Monday, September 07, 2009

The real-time web in a nutshell for Web developers and researchers

The "real-time web" is more and more popularly mentioned in various discussion. For example, ReadWriteWeb recently posted a three-installment series about The Real-Time Web: A Primer. In this post, I would like to share some of my thoughts of this new jargon in a concise way. Primarily, the post explains the real-time web in the way of Web research, which is different from the ReadWriteWeb post that targets the regular non-professional readers.

1) The real-time web is a web of information produced in real time.

The statement tells two points: (a) the real-time web is a data web; and (b) the information in the real-time web is genuine.

The two points are equally important. First, unlike World Wide Web in general contains plenty of services and connective links as well as data, the real-time web is primarily a web of data. Until now, no specific web services are designed for the real-time web (and indeed it is unlikely a necessity anyway). The dominant majority of the web links in the real-time web is referential to the details of the data mentioned rather than being connective among varied semantics in the web.

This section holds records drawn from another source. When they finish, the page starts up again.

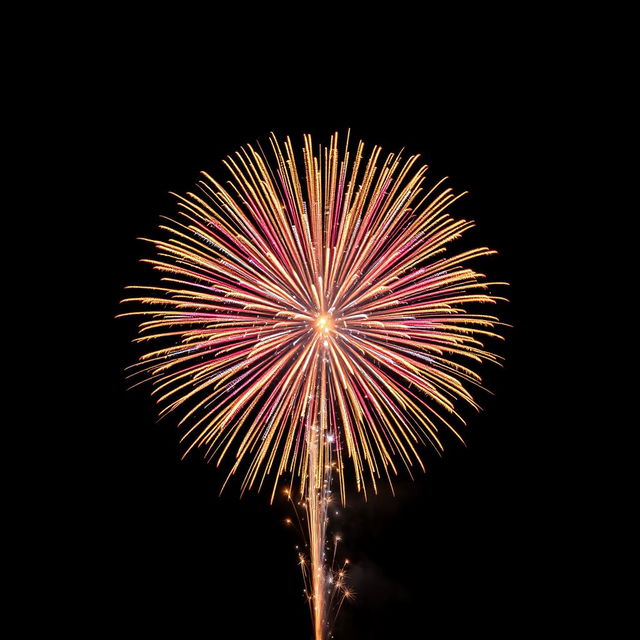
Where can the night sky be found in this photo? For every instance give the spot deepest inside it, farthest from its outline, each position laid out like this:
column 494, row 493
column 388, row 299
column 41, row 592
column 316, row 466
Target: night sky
column 460, row 549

Second, the information the real-time web produces is generally genuine. It thus means that many times the produced semantics among the real-time-web data is new (i.e. has never occurred before or could not be search elsewhere) in the Web. This implicit hint carries tremendous amount of value. For example, once we might know the start time of a semantics coined in the Web, it would significantly reduce the difficulty of semantic search in the Web.

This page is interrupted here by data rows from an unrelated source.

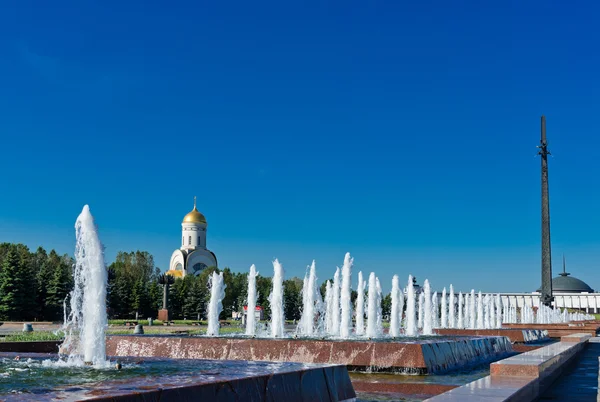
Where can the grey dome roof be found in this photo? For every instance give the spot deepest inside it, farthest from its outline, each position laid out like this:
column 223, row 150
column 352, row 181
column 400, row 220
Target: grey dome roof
column 569, row 284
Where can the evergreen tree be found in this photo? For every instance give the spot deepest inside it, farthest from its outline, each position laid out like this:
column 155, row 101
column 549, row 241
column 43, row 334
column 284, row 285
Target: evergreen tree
column 44, row 275
column 139, row 298
column 11, row 287
column 196, row 301
column 59, row 287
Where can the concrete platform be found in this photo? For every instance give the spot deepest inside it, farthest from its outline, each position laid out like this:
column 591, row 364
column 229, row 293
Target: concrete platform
column 209, row 381
column 520, row 378
column 431, row 355
column 516, row 335
column 559, row 330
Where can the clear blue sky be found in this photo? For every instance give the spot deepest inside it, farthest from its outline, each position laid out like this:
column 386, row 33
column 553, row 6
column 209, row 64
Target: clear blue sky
column 403, row 132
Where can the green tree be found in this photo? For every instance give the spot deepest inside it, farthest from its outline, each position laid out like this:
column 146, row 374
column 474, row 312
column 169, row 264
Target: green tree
column 17, row 301
column 59, row 287
column 292, row 298
column 11, row 287
column 196, row 300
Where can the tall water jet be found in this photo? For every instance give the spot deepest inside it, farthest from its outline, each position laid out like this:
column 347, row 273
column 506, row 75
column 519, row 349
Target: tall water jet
column 335, row 304
column 328, row 307
column 215, row 306
column 395, row 313
column 360, row 305
column 346, row 298
column 472, row 314
column 436, row 310
column 427, row 316
column 411, row 325
column 276, row 301
column 252, row 296
column 311, row 300
column 498, row 311
column 460, row 322
column 480, row 324
column 444, row 323
column 451, row 309
column 379, row 321
column 492, row 311
column 420, row 311
column 86, row 324
column 374, row 307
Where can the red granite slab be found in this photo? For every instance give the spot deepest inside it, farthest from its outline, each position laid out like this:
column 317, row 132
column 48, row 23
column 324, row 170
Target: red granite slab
column 420, row 356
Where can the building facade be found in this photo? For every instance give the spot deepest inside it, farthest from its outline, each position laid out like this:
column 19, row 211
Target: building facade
column 193, row 256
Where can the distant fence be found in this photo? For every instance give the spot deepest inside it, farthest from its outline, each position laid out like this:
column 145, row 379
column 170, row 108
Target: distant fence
column 588, row 302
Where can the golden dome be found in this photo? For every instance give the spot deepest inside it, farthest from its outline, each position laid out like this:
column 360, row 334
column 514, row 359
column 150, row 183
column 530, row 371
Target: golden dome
column 194, row 216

2) The real-time web is built upon a network of instant messaging.

Not necessarily be. But in reality the real-time web has been developed as a network of instant messaging. Twitter plays a crucial role in this migration. It is Twitter that invented the 140-character threshold in the real-time data production. This invention ties the data production in the real-time web tightly to the technology of instant messaging since the latter favors the production of the former. By contrast, the real-time web could have been in very different ways if it was led by the other companies such as CNN (by which the real-time web could be a network of a greater chuck of data integrated with complex services but with timestamp).

3) The real-time web is a subset of World Wide Web.

The real-time web is not World Wide Web in the next stage. It is a just a newly emerged subset of the Web. It is especially important for the Web developers to recognize the distinction so that they might not faulty interpret the evolution of World Wide Web.

4) The real-time web is a web of heavily overloaded information, full of duplicated data.

The percentage of data (as well as semantics/meaning) duplication is significantly greater than the rest parts of the Web. Very often the same data (or the same semantics) repeats itself extremely frequently within a short period of time frame in the real-time web. Hence any attempt of consuming the real-time-web data must be carefully thought to handle this unusual environment, which is quite different from handling the other Web data.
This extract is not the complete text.